By the 1960s those days were numbered and in 1980, the Scottish ship, Polarlight, arrived with a cargo of salt and “sailed off into history as the last boat to use the Port at Ballyraine.”
The railway system is given its due recognition as it played such a key role in Letterkenny’s development. The last Stationmaster at the Londonderry and Lough Swilly Railway was Rory Delap while his counterpart then in the County Donegal Railway was Matt Patterson.
In keeping with the author’s consistent departure into additionally enlightening information, the reader learns that Mr Delap was the grandfather of the former English Premier League football of the same name (the younger Rory also mentioned elsewhere) and Mr Patterson was the father of the well known, Pattersons folk group who, as another chapter of the book relates, featured in a residency on the Morecambe and Wise Show on the B.B.C.
Education, too, features prominently, and we read of a Primary School in Oldtown in 1836 where 43 children were registered and the teacher was Mr Hamilton Duggan; and another establishment at Drumminny where the teachers included John Wilson – much too early for the future Minister for Education even if the latter did, many years later, teach in St Eunan’s College – and Ellen Russell.
One illustrious student opened by Dr Crerand was George Sigerson from Strabane who spent a year there in 1850, before going on to become a renowned poet, scientist, letter writer and politician. Due to “alleged sectarian trouble” in the area, young George’s parents had relocated him to Paris where, ironically, Dr Crerand had made the reverse journey to Letterkenny because of “an increase in revolutionary activity” in the French capital. Sigerson is better known in the modern era given that a well acclaimed Gaelic football trophy is named after him.
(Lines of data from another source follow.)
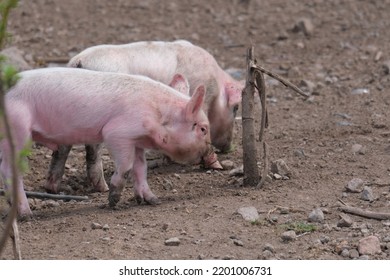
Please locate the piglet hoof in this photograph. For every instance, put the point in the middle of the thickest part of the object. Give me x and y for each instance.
(113, 198)
(152, 200)
(101, 186)
(211, 161)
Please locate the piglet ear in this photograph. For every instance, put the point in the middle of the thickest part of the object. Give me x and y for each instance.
(233, 92)
(180, 84)
(196, 102)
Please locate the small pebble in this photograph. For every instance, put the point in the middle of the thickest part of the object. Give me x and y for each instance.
(316, 216)
(289, 235)
(174, 241)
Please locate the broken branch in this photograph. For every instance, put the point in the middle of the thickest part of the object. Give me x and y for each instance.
(285, 82)
(51, 196)
(365, 213)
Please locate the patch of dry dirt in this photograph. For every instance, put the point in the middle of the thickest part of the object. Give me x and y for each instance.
(345, 51)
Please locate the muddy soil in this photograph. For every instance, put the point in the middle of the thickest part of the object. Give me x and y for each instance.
(339, 51)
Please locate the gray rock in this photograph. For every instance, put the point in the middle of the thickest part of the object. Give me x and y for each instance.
(50, 203)
(345, 221)
(345, 253)
(359, 91)
(289, 235)
(324, 239)
(249, 213)
(304, 25)
(174, 241)
(307, 86)
(358, 149)
(14, 57)
(353, 254)
(269, 247)
(280, 167)
(369, 245)
(238, 74)
(355, 185)
(386, 67)
(367, 194)
(239, 171)
(316, 216)
(96, 226)
(267, 255)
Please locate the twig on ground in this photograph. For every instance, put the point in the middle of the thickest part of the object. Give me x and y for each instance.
(51, 196)
(365, 213)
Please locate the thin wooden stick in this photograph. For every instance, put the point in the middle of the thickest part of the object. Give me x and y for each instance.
(265, 169)
(365, 213)
(280, 79)
(51, 196)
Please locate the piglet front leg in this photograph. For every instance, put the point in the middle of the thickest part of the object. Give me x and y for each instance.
(56, 169)
(141, 187)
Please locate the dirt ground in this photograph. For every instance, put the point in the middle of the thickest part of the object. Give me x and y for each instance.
(338, 50)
Industrial development gets its airing and there are many citizens of the town, past and present, who owe thanks to the Oatfield Sweet Factory, Lymac’s Bottling Store, the Hosiery Factory and the Bacon Factory, among many others, for their livelihoods. Sadly, like the original Courtaulds (later UNIFI Textured Yarns Ltd.) they have all passed into history and, naturally, into this book.
Politics and religion have chapters as does the cultural quarters of the town from the days of the scraping chairs in the Convent Hall to the advent of An Grianán Theatre. And no such publication would be complete were sport to be left on the sidelines and everything from the first recorded football match in the town which brought the Friendly Club and the Town Club together for a nine-a-side tussle on January 30th, 1882, to Mark English’s bronze medal triumph in the European Athletics Championships in August of this year is covered over twenty-two invigorating pages.
But, again, it’s the names of those involved in all these categories that the writer puts the focus firmly on.
And for all of its 294 pages, complete with countless images that divide them up neatly, it’s the people who are the lead characters in the drama that is Letterkenny’s evolvement from its days as that small market town to the populous centre of today and one that now boasts a history book worthy of every one of its years.